Bing Jiazhi mengangguk. “Dia memberikan ini untukmu.” Bing Jiazhi mengeluarkan patung dan memberikannya.
“Ayah... Apakah ini benar-benar ibu?” Mata Xue Yan berkilauan ketika menatap ayahnya. Tidak pernah terpikirkan gadis itu akan mendapatkan hadiah dari ibunya. Ia sangat merindukan ibunya, namun tidak tahu harus pergi ke mana, membuat ia pernah menganggap ibunya sudah mati. Tetapi kini ia yakin, ibunya masih hidup.
“Iya. Ibumu sangat suka mengukir. Tidak mungkin dari orang lain selain ibumu.”
“Ibu masih hidup.” Xue Yan memeluk patung itu dan memandang sebentar sebelum akhirnya memandang Bing Jiazhi, “kakak, apakah ibuku baik-baik saja?”
“Dia tetap sehat.”
“Apakah kau bisa mengantarkanku untuk menemuinya?”
Bing Jiazhi mengangguk.
“Yan’er, pergilah ke dalam, ayah akan berbicara sebentar.”
“Baik ayah.” Dengan senang Xue Yan masuk ke dalam membawa patung itu. Walaupun ia ingin mengetahui jawaban dari Bing Jiazhi, patung yang telah di berikan membuatnya cukup tenang dan menyampingkan rasa ingin tahunya.
Setelahnya pria itu menanyakan apa maksud Bing Jiazhi datang ke sini.
Bing Jiazhi dengan pelan mengeluarkan lencana dari bajunya.
Pria itu tidak terlihat terkejut sedikit pun, tidak seperti Ang Bei. “Dia akhirnya mempunyai satu murid juga. Anak muda, siapa namamu? Dan apakah kau ingin bergabung dengan sekte?”
Bing Jiazhi mengangguk. “Bing Jiazhi. Apakah aku boleh?”
“Tentu saja, asalkan kau mengikuti peraturan sekte dengan baik.”
“Ada beberapa hal yang ingin aku tanyakan tentang dirimu, ayo kita masuk.”
Pria itu dan Bing Jiazhi masuk ke dalam dan duduk di ruangan tamu.
“Maaf, aku tidak menjamumu dengan baik.” Pria itu merasa tidak enak dengan tidak ada apa pun yang bisa ia hidangkan.
“Tidak apa-apa.”
“Apakah ia baik-baik?” pria itu bertanya dengan nada serius dan penuh keprihatinan.

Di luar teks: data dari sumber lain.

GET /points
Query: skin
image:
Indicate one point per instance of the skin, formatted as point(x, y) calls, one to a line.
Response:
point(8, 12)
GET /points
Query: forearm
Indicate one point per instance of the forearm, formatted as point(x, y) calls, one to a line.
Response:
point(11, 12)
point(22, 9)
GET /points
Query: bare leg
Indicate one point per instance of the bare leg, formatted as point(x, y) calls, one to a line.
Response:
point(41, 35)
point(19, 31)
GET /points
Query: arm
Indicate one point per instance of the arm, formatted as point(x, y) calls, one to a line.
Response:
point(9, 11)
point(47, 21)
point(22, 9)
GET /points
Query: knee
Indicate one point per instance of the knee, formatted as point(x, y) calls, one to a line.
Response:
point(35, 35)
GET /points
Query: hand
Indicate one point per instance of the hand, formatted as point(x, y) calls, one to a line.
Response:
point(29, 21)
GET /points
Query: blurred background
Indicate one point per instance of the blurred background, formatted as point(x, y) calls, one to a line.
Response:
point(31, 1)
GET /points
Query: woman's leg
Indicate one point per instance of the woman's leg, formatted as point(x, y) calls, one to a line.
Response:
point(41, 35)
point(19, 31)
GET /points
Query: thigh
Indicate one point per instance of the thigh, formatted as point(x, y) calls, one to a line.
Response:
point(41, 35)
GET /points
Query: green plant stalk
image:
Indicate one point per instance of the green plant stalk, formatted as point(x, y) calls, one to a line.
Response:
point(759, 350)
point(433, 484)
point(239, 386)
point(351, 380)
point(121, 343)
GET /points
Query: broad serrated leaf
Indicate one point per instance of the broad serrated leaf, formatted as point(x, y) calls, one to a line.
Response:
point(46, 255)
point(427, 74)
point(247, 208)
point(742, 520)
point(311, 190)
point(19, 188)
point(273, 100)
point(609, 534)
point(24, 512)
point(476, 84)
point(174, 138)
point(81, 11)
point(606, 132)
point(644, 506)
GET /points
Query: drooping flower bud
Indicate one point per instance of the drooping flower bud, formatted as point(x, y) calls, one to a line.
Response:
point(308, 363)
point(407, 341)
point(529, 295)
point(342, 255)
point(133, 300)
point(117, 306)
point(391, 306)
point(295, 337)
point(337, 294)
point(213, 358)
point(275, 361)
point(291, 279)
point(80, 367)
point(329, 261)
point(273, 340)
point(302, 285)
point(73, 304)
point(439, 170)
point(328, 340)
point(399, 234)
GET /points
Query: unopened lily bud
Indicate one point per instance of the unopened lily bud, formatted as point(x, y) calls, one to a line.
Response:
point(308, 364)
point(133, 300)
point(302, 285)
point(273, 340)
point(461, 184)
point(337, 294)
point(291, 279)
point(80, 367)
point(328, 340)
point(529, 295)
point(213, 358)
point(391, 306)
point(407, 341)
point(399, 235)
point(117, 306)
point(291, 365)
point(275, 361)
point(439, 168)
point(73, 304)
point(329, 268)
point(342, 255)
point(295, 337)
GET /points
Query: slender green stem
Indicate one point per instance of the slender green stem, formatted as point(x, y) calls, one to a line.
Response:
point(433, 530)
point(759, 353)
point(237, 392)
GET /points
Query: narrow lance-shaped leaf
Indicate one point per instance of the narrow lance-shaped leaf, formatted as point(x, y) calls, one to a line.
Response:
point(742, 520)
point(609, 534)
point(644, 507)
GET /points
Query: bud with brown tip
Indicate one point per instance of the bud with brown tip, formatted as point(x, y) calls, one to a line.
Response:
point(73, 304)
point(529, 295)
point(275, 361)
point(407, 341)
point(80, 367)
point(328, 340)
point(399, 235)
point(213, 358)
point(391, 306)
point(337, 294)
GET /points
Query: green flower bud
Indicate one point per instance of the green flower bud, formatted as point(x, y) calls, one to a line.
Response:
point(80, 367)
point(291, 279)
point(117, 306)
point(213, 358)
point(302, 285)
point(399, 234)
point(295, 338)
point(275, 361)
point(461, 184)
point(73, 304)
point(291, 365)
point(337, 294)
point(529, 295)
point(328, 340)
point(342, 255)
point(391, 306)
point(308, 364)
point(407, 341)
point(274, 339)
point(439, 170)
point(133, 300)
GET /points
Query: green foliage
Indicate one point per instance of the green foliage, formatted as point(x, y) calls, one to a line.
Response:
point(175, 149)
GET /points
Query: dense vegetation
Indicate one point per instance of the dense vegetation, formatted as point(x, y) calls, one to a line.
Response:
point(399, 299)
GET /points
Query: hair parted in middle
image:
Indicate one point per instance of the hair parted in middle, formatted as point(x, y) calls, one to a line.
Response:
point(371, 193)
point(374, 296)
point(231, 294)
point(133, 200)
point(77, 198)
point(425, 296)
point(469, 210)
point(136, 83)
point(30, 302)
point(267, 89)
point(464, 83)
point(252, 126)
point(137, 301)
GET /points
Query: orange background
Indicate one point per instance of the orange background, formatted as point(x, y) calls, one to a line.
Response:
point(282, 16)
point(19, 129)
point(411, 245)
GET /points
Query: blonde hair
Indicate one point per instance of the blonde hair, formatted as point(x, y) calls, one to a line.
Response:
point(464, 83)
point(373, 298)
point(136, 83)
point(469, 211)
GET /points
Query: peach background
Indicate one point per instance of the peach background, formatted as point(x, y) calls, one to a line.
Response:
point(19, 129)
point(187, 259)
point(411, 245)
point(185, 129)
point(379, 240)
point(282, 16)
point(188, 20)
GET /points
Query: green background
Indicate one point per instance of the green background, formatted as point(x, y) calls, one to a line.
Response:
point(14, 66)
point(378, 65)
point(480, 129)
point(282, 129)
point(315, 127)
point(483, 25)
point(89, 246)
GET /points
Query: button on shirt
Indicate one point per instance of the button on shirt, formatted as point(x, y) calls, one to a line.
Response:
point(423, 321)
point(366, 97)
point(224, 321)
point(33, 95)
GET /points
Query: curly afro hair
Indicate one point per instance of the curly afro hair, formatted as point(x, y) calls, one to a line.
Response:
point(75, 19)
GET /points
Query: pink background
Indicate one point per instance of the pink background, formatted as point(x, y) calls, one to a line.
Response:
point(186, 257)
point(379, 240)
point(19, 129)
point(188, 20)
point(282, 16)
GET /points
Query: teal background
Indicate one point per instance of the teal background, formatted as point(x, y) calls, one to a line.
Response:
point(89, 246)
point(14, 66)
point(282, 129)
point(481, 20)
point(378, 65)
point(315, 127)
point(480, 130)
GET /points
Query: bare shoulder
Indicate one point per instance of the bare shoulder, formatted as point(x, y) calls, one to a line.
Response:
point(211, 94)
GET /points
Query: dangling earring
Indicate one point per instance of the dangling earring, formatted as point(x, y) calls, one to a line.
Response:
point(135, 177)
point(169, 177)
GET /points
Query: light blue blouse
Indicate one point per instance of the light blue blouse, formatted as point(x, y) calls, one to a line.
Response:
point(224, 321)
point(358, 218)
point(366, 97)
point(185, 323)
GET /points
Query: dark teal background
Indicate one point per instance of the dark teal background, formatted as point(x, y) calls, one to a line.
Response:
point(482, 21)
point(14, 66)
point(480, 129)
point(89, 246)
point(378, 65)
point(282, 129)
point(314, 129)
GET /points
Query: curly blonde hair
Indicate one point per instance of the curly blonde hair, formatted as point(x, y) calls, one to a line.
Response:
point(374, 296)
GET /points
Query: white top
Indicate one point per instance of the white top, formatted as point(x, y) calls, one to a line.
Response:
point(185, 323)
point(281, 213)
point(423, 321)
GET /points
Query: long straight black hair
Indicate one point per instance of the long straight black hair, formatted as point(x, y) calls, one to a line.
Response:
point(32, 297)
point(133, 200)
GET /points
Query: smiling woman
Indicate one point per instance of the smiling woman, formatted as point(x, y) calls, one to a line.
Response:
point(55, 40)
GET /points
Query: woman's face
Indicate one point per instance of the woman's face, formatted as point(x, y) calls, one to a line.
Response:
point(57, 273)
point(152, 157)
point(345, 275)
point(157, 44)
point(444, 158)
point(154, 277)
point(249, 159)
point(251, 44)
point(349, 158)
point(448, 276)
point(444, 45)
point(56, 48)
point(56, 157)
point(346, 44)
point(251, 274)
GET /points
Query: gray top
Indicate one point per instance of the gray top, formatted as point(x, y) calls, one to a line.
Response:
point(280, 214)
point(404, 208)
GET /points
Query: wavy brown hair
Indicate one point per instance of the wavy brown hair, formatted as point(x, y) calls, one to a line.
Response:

Bing Jiazhi mengangguk. Dia yang di bicarakannya tidak lain adalah Xue Ni, yang mungkin adalah istrinya. “Dia hidup dengan damai di sana.”
“Aku sudah menduganya. Ah, perkenalan namaku Hao yu.”
“Aku ingin mengetahui hubunganmu dengan guruku.”
“Kami adalah sepasang suami istri. Hubungan kami sangat rumit, hingga aku tidak yakin, apakah kami memiliki hubungan seperti itu atau tidak; kami hidup sendiri dan seolah tidak terhubung sama sekali. Beberapa tahun ini setelah ia melahirkan, aku berpikir ia akan melupakan kami dan pergi selamanya, bahkan aku pernah ingin berbohong kepada Xue yan, bahwa ibunya sudah meninggal atau menikah lagi dan mengatakan ia adalah ibunya. Sayang sekali, aku terlalu takut melakukannya dan takut sumpah diriku bersama dengan Xue Ni akan menjadi kenyataan.”